If I know Brown students, and I don't, there's nothing we enjoy more than cracking open a fresh Providence Journal. The Journal has one huge difference from the New York Times — the comics page. Every day, bright-eyed citizens across the state flip to the back of the paper and drink in the funnies, only to realize that they are terribly, unspeakably bad.

Take long-running, Viking-themed comic strip "Hagar the Horrible". Hagar was started in 1973 by Dik Browne, whose name proved to be funnier than anything I've ever seen in the strip. Glancing at today's Journal, we are treated to a priceless vignette in which our Viking hero muses to no one in particular, "Most dogs beg for food ... / But not my Snert (the comical name of Hagar's dog)! I've trained him not to beg! / He just jumps on the table ... and takes what he wants!"

When you've finished shaking with helpless mirth, reflect on the fact that every day, on the one newspaper page completely devoted to art and laughter, we get this. We get a litany of jokes so awful that reading them can be physically excruciating. I'm sure that Vikings, in burning down peasants' homes and stealing their valuables, provided hundreds of solid punchlines. After 38 years, though, I'm not surprised that this fertile comedic ground is pretty much tapped.

This is not an aberration. A very unscientific survey of the 20 strips in the Journal reveals that the average strip age is 36.6 years. That's 14 strips — 70 percent — over the quarter-century mark. Six are a half-century plus. "Blondie" started in the Hoover administration. "Dennis the Menace" is credited to an author who is, worryingly, dead.
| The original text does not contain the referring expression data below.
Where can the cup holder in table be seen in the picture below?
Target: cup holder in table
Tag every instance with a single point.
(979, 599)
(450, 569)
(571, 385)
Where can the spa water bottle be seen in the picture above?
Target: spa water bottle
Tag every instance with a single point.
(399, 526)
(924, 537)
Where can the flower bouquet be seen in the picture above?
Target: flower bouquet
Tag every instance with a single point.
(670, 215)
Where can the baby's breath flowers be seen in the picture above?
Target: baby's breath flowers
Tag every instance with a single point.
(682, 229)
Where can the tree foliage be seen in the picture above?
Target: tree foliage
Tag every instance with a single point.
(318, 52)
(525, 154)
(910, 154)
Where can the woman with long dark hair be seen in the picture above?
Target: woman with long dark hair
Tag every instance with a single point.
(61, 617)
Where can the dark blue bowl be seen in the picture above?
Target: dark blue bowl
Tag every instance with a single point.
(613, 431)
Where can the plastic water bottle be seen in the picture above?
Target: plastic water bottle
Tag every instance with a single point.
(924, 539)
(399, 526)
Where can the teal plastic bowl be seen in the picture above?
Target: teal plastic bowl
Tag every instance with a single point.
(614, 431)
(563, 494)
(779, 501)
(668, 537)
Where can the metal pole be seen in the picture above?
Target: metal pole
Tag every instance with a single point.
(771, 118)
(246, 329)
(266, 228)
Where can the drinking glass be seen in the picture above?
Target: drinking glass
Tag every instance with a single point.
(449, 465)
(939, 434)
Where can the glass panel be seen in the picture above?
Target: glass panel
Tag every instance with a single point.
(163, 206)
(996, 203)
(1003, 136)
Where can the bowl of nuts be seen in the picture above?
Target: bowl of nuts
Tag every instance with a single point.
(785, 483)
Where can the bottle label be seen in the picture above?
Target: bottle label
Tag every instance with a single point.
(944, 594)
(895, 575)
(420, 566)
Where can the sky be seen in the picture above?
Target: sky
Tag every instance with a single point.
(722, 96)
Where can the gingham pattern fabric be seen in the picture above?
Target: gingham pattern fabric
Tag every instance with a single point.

This isn't to say that young equals good. The two strips from this millennium, "Red and Rover" (2000) and "The Pajama Diaries" (2006) have managed to suck intensely enough to make up for lost time. Regardless, when 70 percent of strips have lived through the original "A-Team", there's clearly a problem. Specifically, everything is terrible.

It's a massive shame. Anyone who's read "Calvin and Hobbes" or "Get Fuzzy" — the only consistently solid strip in the Journal, by the way — or "Monty" or "Cul de Sac" or the fantastic "The Boondocks" knows that the medium can be uniquely and superbly funny. Given three to four panels, you can build jokes and characters in an elegant, sharp way that doesn't really have an equivalent anywhere else.

It's actually pretty tragic. There's no room for new guys to squeeze in. Thanks to the hulking dinosaurs that dominate the comics page, the medium — as most Americans experience it — is basically dead. The comics section, which could provide so much joy to people across the state, has become a walking horror show that takes comedy out behind the dumpster and beats it to death with stilted wordplay and an unimaginative stylus. In the end, everybody loses.

How could this happen? How could an entire comedic form be so uniformly awful? Inexplicably, there are no comprehensive surveys on the subject. But we can guess. First, syndicates look for dependable staples with marketable characters and are therefore unlikely to take chances on anything too out there. Second, old people read newspapers, and old people give feedback to newspapers, and old people complain when their favorite strip gets canceled, no matter how objectively worthless said strip might be. In the end, market forces are pushing relentlessly toward the dreary, humorless situation we see in the Journal.

We don't have to take this.

Newspapers respond to their readers. Newspapers are in fact desperate for young readers, on account of their industry dying. Here at Brown, the Journal has thousands of potential affluent lifetime customers. That's a significant chunk.

So I'm going to end this with an appeal. Call the Providence Journal. Email them. Let them know that you want better comics, that the comics page is an important piece of the cultural landscape that we should not allow to die. Maybe it won't do anything. Probably it won't do anything. But it's an easy, small way we can make the world a slightly brighter and happier place. Maybe.

 

Daniel Moraff '14 cannot draw. Do not email him.